Every time I write, I never hit the delete button. One of my biggest fears is deleting a line only to realize months later “oh my god that line was perfect and I can never recreate it.”
Every single sentence is saved in a messy chunk at the end of the scene I call the ‘later’ space. I never know if I’m going to need it in the future, and that eats at me. There have been many many times when I’ve stopped in a dead halt and spent hours searching through a document, trying to find that one little line I moved to the later space. Half of the time, when I finally find it, I realize it wasn’t as good as I thought it was and could have easily written something better. The other half, I yell at Past Stefani forever putting such a beautiful line in the later space.
What an idiot, that girl.
Maybe that’s why I find some peace each time I go to crochet the same ball of yarn over and over. It reverts back to its original state each time with no loss to worry about.
Now that I’ve finally found a hobby that has nothing to do with words, I feel like I might have discovered what normal, non-writer people feel like and wonder if that feeling will ever grow.
Then again, I also saved a pattern for a crochet hat. One that matches the description I give a new character in Liminal Boy.
Because, of course, I would.
A Spoonful of Non-Refined Sugar
If you’ve read the Moonlight Herders, you’re probably a little miffed at me. The number one feedback I’ve gotten about that book is how much it made people hungry. I really enjoyed writing those little scenes focusing on Hattie’s skills as a baker. All of her creations were things I either made or failed at making.
Confession: I really wanted to be a baker when I was younger. Writing was always my main passion, but I was a soberingly realistic youth. For a time, I assumed I could make a living much more easily as a baker than I could as a writer.
The only problem…. I’m actually a terrible baker.
(There may be a day that lives in infamy in my house. A day known as “Stefani set a skillet on fire and we had to leave the windows open for six hours until the smoke cleared.” The skillet didn’t survive.)
Most of the time, the things I made are edible. There have only been a few occasions I’ve had to completely throw the end result out. Ninety-nine percent of the time, however, my stuff looks like something a small child made. There’s more icing on the plate than on the cake. Something may turn out slightly charred.
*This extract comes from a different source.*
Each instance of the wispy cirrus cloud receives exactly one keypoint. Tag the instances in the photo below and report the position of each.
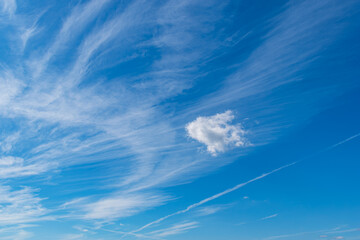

The last cake I tried to make was a total failure. The marshmallow filling expanded like a hot air balloon. One minute it was in the middle of two layers of gluten-free chocolate cake. The next it was on the floor, on my shoes, the cat…
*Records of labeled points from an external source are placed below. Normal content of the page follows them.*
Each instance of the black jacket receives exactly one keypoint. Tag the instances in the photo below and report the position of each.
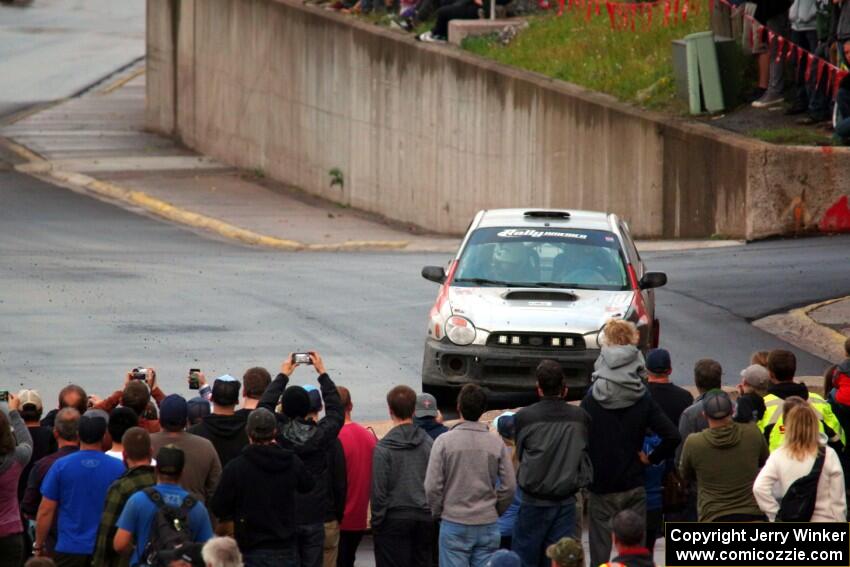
(311, 441)
(616, 438)
(225, 432)
(257, 491)
(750, 408)
(337, 483)
(551, 441)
Maybe this happens because I’m overly enthusiastic about cooking. Go big or go home. I don’t want to make a little side dish. I don’t want to make scrambled eggs. If I’m going to cook something, it’s going to be a twenty-five-pound turkey wrapped in smoked bacon. Or a dozen cupcakes with homemade buttercream frosting.
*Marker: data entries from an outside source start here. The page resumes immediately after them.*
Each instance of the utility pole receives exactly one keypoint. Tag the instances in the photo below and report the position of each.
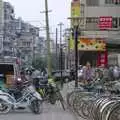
(56, 49)
(61, 24)
(48, 38)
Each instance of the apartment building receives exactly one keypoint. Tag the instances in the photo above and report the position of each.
(93, 11)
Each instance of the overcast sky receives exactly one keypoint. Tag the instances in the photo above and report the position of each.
(30, 10)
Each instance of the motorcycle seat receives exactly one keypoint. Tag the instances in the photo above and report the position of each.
(44, 82)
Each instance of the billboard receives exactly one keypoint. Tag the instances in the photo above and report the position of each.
(102, 59)
(75, 9)
(105, 22)
(89, 44)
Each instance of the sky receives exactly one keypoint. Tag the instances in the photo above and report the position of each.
(30, 11)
The past few years, I blamed all my failures on food allergies. When I started baking as a teen, I wasn’t aware of all my food triggers. I made the best homemade bread. The BEST. Ask anyone. It was in high demand. Then when I started using gluten-free soy-free stuff and substituting refined sugar with natural sugars, everything started to fall apart.
It was only recently I decided that failing at new recipes was better than eating the same stuff over and over.
Of course, disasters still happen. Stay tuned to my Instagram Stories where I’m sure to post my failure of a fancy birthday cake in a couple of weeks.
In my attempts to find non-writing hobbies, all I’ve managed to do is find ways to bring words into play. Maybe that’s why I enjoy writing so much. It’s an excuse to try new things so I can, later on, use the experience in my stories. Not that I’ve ever dabbled in human cloning, of course. Just cupcakes.